The transition is not yet complete, of course. People still talk about politics and race and other issues at the office, in the barbershop, in the plant, in the school cafeteria, and across the backyard fence.
But the trend is quite unmistakable. For all practical purposes people’s opinions are determined these days by the central nexus rather than by the village nexus. And the central nexus is neither organic nor resistant to alien influences.
In fact, as our article, “The Masters of the Media” demonstrates, the central nexus, with its flow of information outward from a few hubs to millions of individuals whose connections to their neighbors have been severed, is ideally suited to infiltration and manipulation by any well-organized minority—and that is exactly what has happened.
The Jews did not plan or cause the transition from the village nexus to the central nexus, but they have certainly taken advantage of it to steer the thinking of the American people into channels compatible with Jewish interests.
So far as public opinion—the “thinking” of the masses—is concerned, there is no way to beat the central nexus.
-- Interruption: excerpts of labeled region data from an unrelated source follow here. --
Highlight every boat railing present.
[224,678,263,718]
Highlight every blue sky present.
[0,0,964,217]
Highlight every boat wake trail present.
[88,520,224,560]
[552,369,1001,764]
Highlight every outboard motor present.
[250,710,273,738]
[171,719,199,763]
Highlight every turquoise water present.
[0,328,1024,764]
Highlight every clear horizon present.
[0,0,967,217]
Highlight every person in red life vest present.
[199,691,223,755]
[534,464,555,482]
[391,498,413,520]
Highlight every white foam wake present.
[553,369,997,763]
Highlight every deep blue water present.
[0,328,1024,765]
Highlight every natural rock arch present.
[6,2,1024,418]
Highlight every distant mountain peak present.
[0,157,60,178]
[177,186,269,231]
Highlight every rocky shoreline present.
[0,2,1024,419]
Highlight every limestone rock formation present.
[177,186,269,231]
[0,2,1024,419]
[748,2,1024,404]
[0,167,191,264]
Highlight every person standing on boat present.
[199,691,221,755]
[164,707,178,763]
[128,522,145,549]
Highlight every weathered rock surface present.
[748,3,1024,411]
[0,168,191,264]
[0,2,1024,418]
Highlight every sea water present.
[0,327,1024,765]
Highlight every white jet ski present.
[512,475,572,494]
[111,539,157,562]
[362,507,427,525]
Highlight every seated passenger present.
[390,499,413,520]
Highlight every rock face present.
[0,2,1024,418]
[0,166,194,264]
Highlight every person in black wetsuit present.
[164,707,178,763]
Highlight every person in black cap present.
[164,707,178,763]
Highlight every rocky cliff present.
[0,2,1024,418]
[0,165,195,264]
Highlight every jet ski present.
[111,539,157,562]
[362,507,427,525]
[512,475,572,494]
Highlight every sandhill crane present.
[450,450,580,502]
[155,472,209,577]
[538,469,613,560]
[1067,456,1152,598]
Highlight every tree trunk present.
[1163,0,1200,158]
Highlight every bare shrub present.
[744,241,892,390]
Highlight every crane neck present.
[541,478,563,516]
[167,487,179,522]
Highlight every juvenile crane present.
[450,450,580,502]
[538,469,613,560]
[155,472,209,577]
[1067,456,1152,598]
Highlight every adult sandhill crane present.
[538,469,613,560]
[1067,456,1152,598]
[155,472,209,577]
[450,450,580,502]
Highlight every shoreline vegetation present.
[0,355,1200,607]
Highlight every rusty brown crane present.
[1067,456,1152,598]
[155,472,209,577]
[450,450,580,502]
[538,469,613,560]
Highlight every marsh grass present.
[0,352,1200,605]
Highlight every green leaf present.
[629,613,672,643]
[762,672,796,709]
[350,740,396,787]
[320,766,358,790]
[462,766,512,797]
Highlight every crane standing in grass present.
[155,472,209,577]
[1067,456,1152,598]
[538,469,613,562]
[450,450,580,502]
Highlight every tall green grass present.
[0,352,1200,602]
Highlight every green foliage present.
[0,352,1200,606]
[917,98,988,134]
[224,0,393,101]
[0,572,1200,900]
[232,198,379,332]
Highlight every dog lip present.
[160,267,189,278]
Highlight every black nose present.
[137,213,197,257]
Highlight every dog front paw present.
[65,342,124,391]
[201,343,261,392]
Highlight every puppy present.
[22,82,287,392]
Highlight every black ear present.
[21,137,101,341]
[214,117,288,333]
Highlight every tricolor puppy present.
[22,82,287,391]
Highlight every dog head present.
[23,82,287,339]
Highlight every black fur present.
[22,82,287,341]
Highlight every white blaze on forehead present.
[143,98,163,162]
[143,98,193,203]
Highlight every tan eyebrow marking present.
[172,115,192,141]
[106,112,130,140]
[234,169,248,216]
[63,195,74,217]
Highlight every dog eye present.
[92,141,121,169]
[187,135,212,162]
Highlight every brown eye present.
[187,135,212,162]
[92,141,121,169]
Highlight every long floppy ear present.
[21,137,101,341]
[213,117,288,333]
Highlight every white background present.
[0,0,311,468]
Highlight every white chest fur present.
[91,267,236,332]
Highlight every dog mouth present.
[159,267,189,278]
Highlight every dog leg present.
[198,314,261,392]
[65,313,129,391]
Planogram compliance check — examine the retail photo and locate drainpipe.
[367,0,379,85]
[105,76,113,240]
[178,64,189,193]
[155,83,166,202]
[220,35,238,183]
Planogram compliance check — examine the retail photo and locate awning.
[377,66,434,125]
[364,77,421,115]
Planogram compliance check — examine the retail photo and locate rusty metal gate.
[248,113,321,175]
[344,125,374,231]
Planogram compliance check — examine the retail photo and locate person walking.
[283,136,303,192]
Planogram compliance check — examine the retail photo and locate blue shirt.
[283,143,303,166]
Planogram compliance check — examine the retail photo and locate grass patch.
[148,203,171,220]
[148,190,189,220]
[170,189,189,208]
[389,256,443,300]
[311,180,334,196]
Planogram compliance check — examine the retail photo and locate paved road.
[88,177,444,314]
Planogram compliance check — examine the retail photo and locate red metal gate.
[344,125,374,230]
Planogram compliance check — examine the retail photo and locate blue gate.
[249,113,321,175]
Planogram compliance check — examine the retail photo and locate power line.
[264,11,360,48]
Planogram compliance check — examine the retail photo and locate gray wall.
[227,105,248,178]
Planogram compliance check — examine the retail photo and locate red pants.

The average man will believe what John Chancellor tells him rather than what we tell him, because he can easily reassure himself that John Chancellor is telling the truth just by switching channels and noting that Walter Cronkite is saying the same thing.
More important, he will adopt the basic values that his newspaper and his favorite weekly news magazine and the characters in his favorite television serial assure him are the values of all but a lunatic fringe of his peers. He will learn all the clichés with which he “thinks” from Little House on the Prairie and The Late Show.
Unless one can continuously bombard him with an equal volume of different clichés—that is, unless one can establish an alternate central nexus—one cannot hope to build a new consensus among him and the rest of the White citizenry. And, of course, one cannot establish an alternate central nexus with anything less than all the gold in Fort Knox plus all the petrodollars in Riyadh.
That is why none of the right-wing schemes for White salvation currently being promoted will work. The majority of the White population will not act spontaneously to save themselves, because that’s not the way the central nexus has programmed them to act.
The foregoing comments do not reflect pessimism and should not cause pessimism in any but those unalterably wedded to a pet right-wing project. But we must understand that majority-based solutions are not feasible under present conditions, so that we can focus our efforts on a program for survival that will work.
Any such program requires a consensus, of course, which in turn requires a new nexus. Since we cannot have a majority consensus, then we must do what we can with a minority consensus.
We can build a minority consensus through an organizational nexus, and we will see how that is done and what its significance is in future issues of National Vanguard.
Meanwhile, there is no intention to disparage the racially conscious elements among the tax rebels, or any other White people with sound motives. But they must eventually be made to understand that without a consensus based on an organizational nexus all their efforts are utterly in vain.
From National Vanguard No. 65, 1978; as reprinted in The Best of Attack! and National Vanguard Tabloid 1970-1982, edited by Kevin Alfred Strom.